Referencing the Supercars feeder Dunlop Super2 Series, McLaughlin said limits on tyres made for more variation in strategy and thus an unpredictable final race result.

“For me, it brought back memories of the DVS days this weekend,” said McLaughlin.

“You had to pick and choose what tyres you ran in what races. If you could manage to save throughout each race, trying to keep a consistent pace, that’s certainly what we did.

“Whereas a lot of people put all their eggs in the race two basket and suffered in race three.”

Coulthard quipped, “There’s outrageous racing where there’s a difference in tyre.

“There’s not outrageous racing when everyone is on the same tyre when everyone is following each other.”

McLaughlin is worried that if the status quo of tyre choice remains then teams may start to run similar strategies once they find the ideal option.

To counteract that, McLaughlin said Supercars could look to run mixed compounds – an idea also mooted by Lee Holdsworth – or put restrictions on tyre use.

“I think we need to have strategy,” he said.

“Obviously, they’ve started talking about hards and softs and all that sort of stuff (for Winton).

“If it’s that case and there’s a chance for us to run a different strategy to everyone, I think it’s awesome.

“Once everyone gets sorted, everyone is going to run the same strategy all the time and it’s just going to get back to how we’re used to.

“Hopefully they put in some parameters where maybe you nominate your tyre 45 minutes before, no one knows, but only Supercars, and you can’t change from that point onwards.

“Maybe that might work and the strategies might change and differ and we’ll have different winners.

“I think having the strategy with what you do with the hard and the soft, that’s going to be needed.

“Otherwise you do a soft tyre like we did this weekend, limit us on the amount of soft tyres we use.

“Maybe we don’t need a hard. Maybe we need one less soft than what we actually have or can actually use. Just enough for qualifying, but throughout the race it makes it difficult.

“I think that really worked this weekend.

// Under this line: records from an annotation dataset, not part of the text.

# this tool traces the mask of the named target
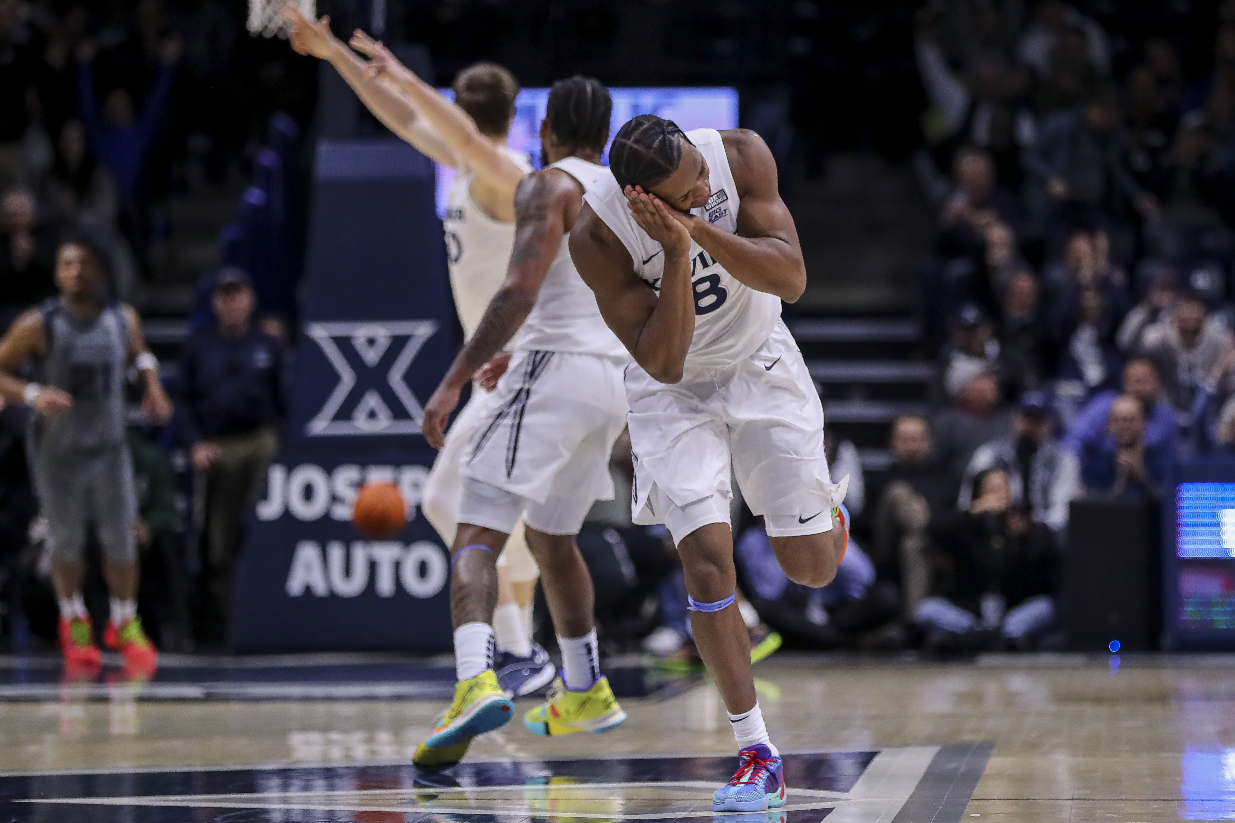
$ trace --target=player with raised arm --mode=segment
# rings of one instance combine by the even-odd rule
[[[515,189],[532,168],[526,155],[506,146],[519,84],[500,65],[478,63],[454,80],[456,105],[363,32],[353,35],[352,46],[372,60],[335,37],[329,17],[311,21],[294,6],[285,6],[280,14],[289,25],[293,48],[329,60],[390,131],[437,163],[458,169],[443,227],[454,307],[464,339],[471,339],[506,275],[515,243]],[[499,353],[480,370],[477,383],[492,389],[509,357]],[[425,482],[421,508],[447,545],[454,540],[463,494],[459,464],[488,402],[488,392],[473,387],[472,399],[451,427]],[[543,687],[555,674],[545,649],[531,639],[531,603],[538,575],[519,523],[501,554],[500,593],[493,616],[498,654],[494,666],[511,696]]]
[[[157,423],[172,416],[158,360],[132,306],[107,297],[106,258],[84,237],[56,253],[58,297],[14,321],[0,341],[0,397],[26,403],[35,489],[47,517],[52,581],[61,607],[61,650],[70,675],[98,674],[103,663],[82,598],[86,528],[103,547],[111,619],[104,643],[119,650],[126,674],[153,674],[158,653],[137,617],[137,494],[125,440],[125,371],[135,365],[146,392],[142,411]],[[38,380],[19,376],[27,362]]]
[[[806,270],[772,153],[746,130],[683,133],[640,115],[609,149],[571,255],[626,370],[636,523],[664,523],[682,556],[699,654],[729,709],[740,766],[715,811],[785,801],[784,769],[755,695],[735,605],[730,466],[781,568],[823,586],[845,553],[846,481],[824,457],[824,411],[781,321]]]
[[[609,455],[626,424],[621,371],[629,358],[567,248],[584,195],[613,179],[599,164],[611,110],[609,91],[597,80],[553,84],[541,123],[546,167],[519,184],[506,281],[425,405],[425,437],[441,448],[471,375],[521,328],[463,466],[451,548],[458,682],[450,709],[416,750],[419,765],[457,763],[472,738],[503,726],[514,711],[493,672],[489,614],[494,561],[520,516],[564,670],[524,724],[558,735],[604,732],[626,719],[600,674],[592,577],[574,538],[592,505],[614,494]]]

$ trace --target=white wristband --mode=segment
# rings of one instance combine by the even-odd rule
[[[138,371],[158,371],[158,358],[149,352],[142,352],[138,354],[137,359],[133,360],[133,364],[137,366]]]

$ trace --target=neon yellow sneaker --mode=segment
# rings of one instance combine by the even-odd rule
[[[471,680],[454,684],[454,700],[411,761],[417,766],[452,766],[467,754],[472,738],[510,722],[515,705],[498,685],[498,675],[485,669]]]
[[[557,737],[573,732],[608,732],[626,719],[608,677],[599,677],[588,691],[568,691],[558,677],[548,701],[524,714],[524,726],[534,734]]]

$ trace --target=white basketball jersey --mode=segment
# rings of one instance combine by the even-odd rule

“I’ve never been a huge fan of the hard and soft thing, I think this weekend if they do (at Winton) what they did here (at Sydney) and limited amount of tyres, it’ll be alright.”

Both McLaughlin and Coulthard said the removal of data hasn’t made a huge impact on how they go racing nor has it impact their respective on-track abilities.

The pair said the removal of sensors now means they’re required to use more “feel” as a result.

Amid changes to the championship that has seen a raft of sensors, personnel, and equipment removes, McLaughlin reaffirmed his belief that aero is still a sticking point for major change.

McLaughlin and Coulthard were among those following Race 7 to criticise the package, the latter labelling it “the worst its ever been” alongside countryman Shane van Gisbergen.

Supercars last year conducted two VCAT tests to achieve parity between the Ford Mustang and the Holden Commodore.

A downforce reduction of roughly 12 percent has been made to the two cars, though McLaughlin believes more needs to be cut.

“I think we’re going the right way, I really do, but the car has still got too much aero,” he said.

“You can see that with Shane (on Saturday). But if we have the deg, in my race today I could easily follow because I had really good tyres on everyone.

“I think we’re close,” McLaughlin said when asked if Supercars had made the right changes to date.

“As I’ve said before, I think we still need a reduction in aero.

“You watch the races of ‘04 and ‘05, they could follow each other no dramas, whereas we struggle unless we have a good tyre in hand.

“We’re close. They’re doing the right thing.”

The Shell V-Power Racing Team pair will be back on track at Winton Motor Raceway on July 18-19 for the Truck Assist Winton SuperSprint.